Full view of the raised garden box I built
Notice the white 1/2 inch PVC pipe I dropped in so I can add easy shade later on.

That should do it for the instructions. Good luck building your very own raised garden bed. If you have any suggestions, questions, etc I’d love to hear them. Leave it in the comments below!

Yippee! A Seed Starting Kit!

Ok, quick question: what sounds better… seeding system or seed starting kit? Eh, I digress. Either way I now have a way to start my seeds indoors in a controlled environment. I don’t know why but every time I plant seeds outside I only have about a 50% success rate at germination. So I keep trying. Meanwhile I’m wasting seeds. I’m persistent, but sometimes I swear I’m not much of a green thumb at all.

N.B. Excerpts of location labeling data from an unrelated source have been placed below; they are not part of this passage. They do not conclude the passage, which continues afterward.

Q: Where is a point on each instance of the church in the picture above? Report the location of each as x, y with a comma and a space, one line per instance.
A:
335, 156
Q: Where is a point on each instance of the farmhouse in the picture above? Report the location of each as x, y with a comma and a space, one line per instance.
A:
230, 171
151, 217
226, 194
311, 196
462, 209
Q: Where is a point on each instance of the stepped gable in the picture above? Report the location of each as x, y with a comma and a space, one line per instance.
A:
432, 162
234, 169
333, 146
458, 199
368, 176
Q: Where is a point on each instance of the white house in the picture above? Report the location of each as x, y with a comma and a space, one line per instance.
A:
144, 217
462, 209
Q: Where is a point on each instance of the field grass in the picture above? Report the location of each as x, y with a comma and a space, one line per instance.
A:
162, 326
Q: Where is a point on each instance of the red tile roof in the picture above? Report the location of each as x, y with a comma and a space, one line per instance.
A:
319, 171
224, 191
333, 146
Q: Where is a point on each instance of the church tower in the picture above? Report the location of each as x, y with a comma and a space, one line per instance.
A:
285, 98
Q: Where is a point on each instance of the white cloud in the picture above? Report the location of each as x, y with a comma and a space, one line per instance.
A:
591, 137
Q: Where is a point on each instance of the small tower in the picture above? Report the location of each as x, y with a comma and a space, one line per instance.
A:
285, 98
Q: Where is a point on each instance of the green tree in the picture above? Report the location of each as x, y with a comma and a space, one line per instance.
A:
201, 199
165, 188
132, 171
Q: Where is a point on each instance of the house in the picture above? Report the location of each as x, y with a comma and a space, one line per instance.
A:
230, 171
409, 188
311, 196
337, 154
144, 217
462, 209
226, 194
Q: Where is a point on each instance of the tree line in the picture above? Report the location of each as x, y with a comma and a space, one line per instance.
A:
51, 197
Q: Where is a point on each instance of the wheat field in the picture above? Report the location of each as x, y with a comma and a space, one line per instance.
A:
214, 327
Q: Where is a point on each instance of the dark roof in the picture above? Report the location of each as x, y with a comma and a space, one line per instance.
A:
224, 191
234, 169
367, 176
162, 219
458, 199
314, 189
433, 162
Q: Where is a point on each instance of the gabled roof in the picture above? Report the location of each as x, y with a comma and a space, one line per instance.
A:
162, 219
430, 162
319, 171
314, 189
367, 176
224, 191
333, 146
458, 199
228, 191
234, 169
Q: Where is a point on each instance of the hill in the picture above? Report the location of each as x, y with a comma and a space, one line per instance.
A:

I picked up this seeding system from Gurneys.com a few weeks ago and it finally showed up in the mail. It’s nothing amazing, but I’d imagine it gets the job done. It comes with a lid as well, to keep things nice and humid. The cool thing is those dirt ‘plugs’ fit very nicely in the styrofoam section and when you fill the green part halfway with water the styrofoam floats, so it is supposed to keep the seeds moist, but never too wet. Low tech, but ingenious. I can dig.

Now then, anyone care to play a game? Look at the picture below (click on it for a larger view) and guess what seeds are ‘planted’ in the seeding system. Before you look below the picture for the answers skip down to the comments section and tell me what you think. If anyone plays along I’m curious to see if they can guess some/all of them right.

Top down view of seeds I just planted in my seed starting kit

As you can see above there are 10 little slots for seeds. I numbered them myself so I could keep easier track of what seeds I planted where. I hope you made your guess already, because I’m about to reveal what seeds are hanging out in my seed starting kit.


  • In numbers 1, 6 and 7: Sweet Corn, “Early & Often Hybrid”
  • In numbers 2 and 3: “Mammoth” Sunflower
  • In numbers 4, 5 and 10: “Blue Lake” Pole Bean
  • In numbers 8 and 9: “Burpee’s Fordhook” Zucchini (summer squash) and Spaghetti Squash (winter variety)

I’m interested to see if I’ll be able to achieve a 100% germination rate now that I’ve started things off in a controlled environment. I’m assuming that I will, but oftentimes when it comes to plants and gardening I never know what to expect. Wish me luck!